However, I make no apology for continuing to dwell upon the many ongoing aspects of the UK’s worst Tall Tower fire disaster. The clear implications already emerging from the technical evidence given to the Public Inquiry will undoubtedly lead to major changes to UK statutory fire safety legislation and inspection procedures to ensure that the nation never again sees such an avoidable and terrible fire tragedy. Surely, when the Grenfell Inquiry multiple recommendations are finally published, there will be global interest and action, not just in the Gulf, but worldwide.

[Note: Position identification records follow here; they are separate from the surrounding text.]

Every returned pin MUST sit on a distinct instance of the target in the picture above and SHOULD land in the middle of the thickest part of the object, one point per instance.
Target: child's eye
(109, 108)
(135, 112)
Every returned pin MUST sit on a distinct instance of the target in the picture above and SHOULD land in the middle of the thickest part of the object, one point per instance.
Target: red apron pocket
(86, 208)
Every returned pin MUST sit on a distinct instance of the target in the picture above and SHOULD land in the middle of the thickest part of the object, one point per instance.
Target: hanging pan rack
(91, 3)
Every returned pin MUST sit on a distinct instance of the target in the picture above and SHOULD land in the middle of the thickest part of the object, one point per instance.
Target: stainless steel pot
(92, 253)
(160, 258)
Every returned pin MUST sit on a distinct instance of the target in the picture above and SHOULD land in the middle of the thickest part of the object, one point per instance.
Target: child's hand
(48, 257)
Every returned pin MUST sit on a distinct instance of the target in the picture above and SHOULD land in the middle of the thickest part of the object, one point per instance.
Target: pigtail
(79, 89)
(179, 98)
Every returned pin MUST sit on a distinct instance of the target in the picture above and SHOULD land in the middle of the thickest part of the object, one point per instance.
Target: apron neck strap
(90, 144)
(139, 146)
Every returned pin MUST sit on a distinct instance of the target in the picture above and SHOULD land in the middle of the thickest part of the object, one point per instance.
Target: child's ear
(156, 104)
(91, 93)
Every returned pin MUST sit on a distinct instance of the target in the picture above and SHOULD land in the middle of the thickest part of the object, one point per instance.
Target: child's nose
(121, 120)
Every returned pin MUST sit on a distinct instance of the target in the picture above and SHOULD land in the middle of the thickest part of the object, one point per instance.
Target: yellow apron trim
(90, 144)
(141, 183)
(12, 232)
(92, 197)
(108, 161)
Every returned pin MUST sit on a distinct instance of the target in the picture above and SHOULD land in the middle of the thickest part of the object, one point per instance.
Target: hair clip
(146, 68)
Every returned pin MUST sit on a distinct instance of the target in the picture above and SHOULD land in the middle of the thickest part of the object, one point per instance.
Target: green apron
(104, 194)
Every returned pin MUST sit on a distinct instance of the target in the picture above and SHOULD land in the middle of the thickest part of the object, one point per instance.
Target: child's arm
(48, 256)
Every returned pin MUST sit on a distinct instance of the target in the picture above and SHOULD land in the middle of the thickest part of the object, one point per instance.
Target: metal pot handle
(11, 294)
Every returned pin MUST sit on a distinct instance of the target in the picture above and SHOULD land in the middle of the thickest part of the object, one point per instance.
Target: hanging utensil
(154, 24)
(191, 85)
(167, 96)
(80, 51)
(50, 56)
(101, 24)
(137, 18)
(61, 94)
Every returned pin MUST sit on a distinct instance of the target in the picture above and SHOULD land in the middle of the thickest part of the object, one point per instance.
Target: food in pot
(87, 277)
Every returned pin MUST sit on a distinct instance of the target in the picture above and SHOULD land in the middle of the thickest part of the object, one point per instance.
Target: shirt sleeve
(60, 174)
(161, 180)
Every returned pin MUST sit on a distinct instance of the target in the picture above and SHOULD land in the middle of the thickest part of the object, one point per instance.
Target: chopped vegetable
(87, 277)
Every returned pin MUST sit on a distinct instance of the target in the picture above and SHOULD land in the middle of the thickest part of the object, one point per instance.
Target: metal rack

Readers will recall that in 2017, tough new fire safety regulations were embodied in the amended UAE Fire Safety and Life Protection Code which came into force across the United Arab Emirates in response to a series of serious fires in high-rise towers in the Emirates over the past few years. The new Code targeted the exterior cladding panels that have been blamed for the rapid spread of many high-rise tower fires and were primarily concerned with improving the fire safety of cladding panels, especially those on existing towers and other buildings. The stricter regulations on cladding panels are aimed to ensure that non-flammability is “as close to zero as possible”
The new specifications are to guarantee the installation of only the safest non-flammable cladding in new buildings, thus minimising the chances of fire spreading as ferociously as has been witnessed during recent Gulf incidents, similar to the Grenfell inferno.
The amended UAE Fire Safety and Life Protection Code contains a requirement to minimise the risk to zero in high-rise towers, even old buildings which will have to meet the new code when it is time for their maintenance. The amended Code specifies procedures for the installation of fire-rated cladding and contains detailed guidelines and responsibilities for consultants, contractors, and manufacturers.
If there is an epitaph for that terrible night in West London on 14 June 2017, it will be to ensure that proper certified fire rated products are always used in a construction or refurbishment, and that they are installed correctly in order to safeguard life and to give firefighters the chance to extinguish an outbreak of fire. This was certainly not the case at Grenfell Tower that dark night, when 200 gallant London Fire Brigade firefighters bravely faced a true firestorm.
Looking ahead to Intersec 2019, I expect that some aspect of Tall Tower fire protection and safety will, no doubt, be a very current topic discussed by visitors and possibly the subject of a paper in the Fire Conference. And all this against a backdrop of some of the latest technology and best practice fire engineering products on view in the exhibition.
Another even larger forthcoming gathering now coming closer is the World Expo 2020, to be held in Dubai between 20 October 2020 and 10 April 2021. The Expo site will cover a total of 438 hectares located in Dubai South district, near the Al Maktoum International Airport. The huge World Expo construction site is rapidly taking shape and gives an idea of how extensive this event will be.
This is the first time that World Expo has been awarded to a Middle East country. Expo 2020 Dubai is being organised under the theme ‘Connecting Minds and Creating the Future’. It is estimated that Expo Dubai 2020 could see a staggering attendance over the six months of the show of some 25 million visitors to what will be a global shop window of innovation and technology.